When I used to work in the Hadoop ecosystem with HDS the landing zone was our raw layer, and we used to use AVRO format for the serialization of this raw data (for the schema evolution feature), only assigning names to columns but not enforcing any data type, each column was stored as string type.

In the medallion architecture, bronze represents the raw layer. However, I need clarity regarding best practices here. My question is: Should we use delta tables and treat each column as a string type, or should we enforce a specific data type at this layer? Alternatively, should we allow the delta table to handle data discovery for us?"

Thank you very much for the clarification on the best practices and alternatives, pros and cons.

Best Regards

swethaNandan · ‎09-21-2023

The focus in bronze layer is quick CDC and the ability to provide an historical archive of source (cold storage), data lineage, reprocessing if needed without rereading the data from the source system.

It is recommended that the datatypes and the structure of the table remain as is of the source system table so that re reading of data can happen at bronze layer instead of hitting source table again.

The bronze layer being delta will help with more control over version so that re processing is easier.

View solution in original post

swethaNandan · ‎09-21-2023

The focus in bronze layer is quick CDC and the ability to provide an historical archive of source (cold storage), data lineage, reprocessing if needed without rereading the data from the source system.

It is recommended that the datatypes and the structure of the table remain as is of the source system table so that re reading of data can happen at bronze layer instead of hitting source table again.

The bronze layer being delta will help with more control over version so that re processing is easier.
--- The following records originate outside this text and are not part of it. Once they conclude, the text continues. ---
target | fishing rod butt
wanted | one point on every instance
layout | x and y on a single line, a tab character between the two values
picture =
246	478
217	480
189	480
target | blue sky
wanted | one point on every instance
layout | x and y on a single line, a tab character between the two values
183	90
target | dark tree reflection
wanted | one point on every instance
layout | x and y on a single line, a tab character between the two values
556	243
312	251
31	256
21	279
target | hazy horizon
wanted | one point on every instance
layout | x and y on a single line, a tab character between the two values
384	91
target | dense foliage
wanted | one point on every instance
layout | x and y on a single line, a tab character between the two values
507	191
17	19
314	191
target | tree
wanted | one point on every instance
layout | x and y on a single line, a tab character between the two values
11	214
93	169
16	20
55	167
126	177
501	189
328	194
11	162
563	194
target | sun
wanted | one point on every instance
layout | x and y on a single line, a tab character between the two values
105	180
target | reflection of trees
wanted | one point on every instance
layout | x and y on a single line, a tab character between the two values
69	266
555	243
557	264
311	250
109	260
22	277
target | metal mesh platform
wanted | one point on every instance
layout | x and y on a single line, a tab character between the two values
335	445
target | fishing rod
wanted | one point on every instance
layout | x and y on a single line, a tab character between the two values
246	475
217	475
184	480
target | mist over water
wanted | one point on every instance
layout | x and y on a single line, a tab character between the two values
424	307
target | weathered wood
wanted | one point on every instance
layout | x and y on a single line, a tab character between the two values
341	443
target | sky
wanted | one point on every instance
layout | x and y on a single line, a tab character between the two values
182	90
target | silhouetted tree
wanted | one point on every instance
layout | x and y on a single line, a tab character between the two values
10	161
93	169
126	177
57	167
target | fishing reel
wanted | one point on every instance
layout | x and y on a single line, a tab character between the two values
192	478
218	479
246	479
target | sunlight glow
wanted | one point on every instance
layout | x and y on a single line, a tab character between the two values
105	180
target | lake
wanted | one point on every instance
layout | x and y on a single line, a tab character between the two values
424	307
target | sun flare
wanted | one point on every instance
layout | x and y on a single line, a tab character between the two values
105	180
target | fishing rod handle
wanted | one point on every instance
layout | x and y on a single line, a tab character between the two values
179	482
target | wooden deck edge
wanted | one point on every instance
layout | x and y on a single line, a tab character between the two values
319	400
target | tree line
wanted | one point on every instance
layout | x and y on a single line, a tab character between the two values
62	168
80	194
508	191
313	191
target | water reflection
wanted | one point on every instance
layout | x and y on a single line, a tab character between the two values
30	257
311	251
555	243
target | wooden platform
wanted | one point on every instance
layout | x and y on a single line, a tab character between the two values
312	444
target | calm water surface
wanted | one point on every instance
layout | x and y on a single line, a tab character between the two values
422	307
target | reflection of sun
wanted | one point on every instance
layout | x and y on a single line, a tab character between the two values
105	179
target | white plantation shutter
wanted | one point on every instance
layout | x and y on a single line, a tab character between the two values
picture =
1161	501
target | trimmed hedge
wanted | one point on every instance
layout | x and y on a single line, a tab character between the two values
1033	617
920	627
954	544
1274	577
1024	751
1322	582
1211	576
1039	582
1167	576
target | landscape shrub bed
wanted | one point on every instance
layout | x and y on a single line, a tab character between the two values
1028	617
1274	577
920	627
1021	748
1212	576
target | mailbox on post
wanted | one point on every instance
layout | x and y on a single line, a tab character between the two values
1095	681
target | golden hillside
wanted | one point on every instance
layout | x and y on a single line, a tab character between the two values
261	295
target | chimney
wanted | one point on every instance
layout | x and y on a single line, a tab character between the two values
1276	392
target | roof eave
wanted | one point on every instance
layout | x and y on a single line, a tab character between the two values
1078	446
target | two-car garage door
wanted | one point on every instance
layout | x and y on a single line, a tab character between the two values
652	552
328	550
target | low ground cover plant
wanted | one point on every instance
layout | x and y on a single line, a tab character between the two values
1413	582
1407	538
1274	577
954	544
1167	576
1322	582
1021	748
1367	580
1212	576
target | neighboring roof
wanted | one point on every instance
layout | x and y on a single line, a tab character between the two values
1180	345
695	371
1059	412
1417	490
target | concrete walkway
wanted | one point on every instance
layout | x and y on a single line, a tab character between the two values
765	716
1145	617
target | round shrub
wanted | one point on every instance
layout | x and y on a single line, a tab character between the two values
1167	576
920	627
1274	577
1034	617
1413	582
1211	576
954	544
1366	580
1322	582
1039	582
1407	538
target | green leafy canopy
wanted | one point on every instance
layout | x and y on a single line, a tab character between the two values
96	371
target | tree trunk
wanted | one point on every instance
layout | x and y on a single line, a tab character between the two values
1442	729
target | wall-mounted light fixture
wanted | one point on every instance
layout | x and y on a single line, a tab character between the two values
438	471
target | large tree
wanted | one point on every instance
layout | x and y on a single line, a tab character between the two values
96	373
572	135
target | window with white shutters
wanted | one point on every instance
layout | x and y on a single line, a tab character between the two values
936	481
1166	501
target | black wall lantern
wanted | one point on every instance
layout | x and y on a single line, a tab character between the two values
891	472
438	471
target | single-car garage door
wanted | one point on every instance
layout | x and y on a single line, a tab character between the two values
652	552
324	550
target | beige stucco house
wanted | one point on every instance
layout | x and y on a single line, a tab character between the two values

eimis_pacheco · ‎09-22-2023

Thank you very much for your answer @swethaNandan.

Regards!

param_sen · ‎11-24-2023

Hi dear community,

I am utilizing the Databricks autoloader to ingest files from Google Cloud Storage (GCS) into Delta tables in the bronze layer of a Medallion architecture. According to lakehouse principles, the bronze layer should store raw data with minimal transformation. I have a scenario where the incoming file has columns in camelCase, but the corresponding table in the silver layer uses snake_case for column names. Should I maintain the camelCase column names in the bronze layer, or is it advisable to rename them to align with the snake_case convention in the silver layer?

Regards,

param_sen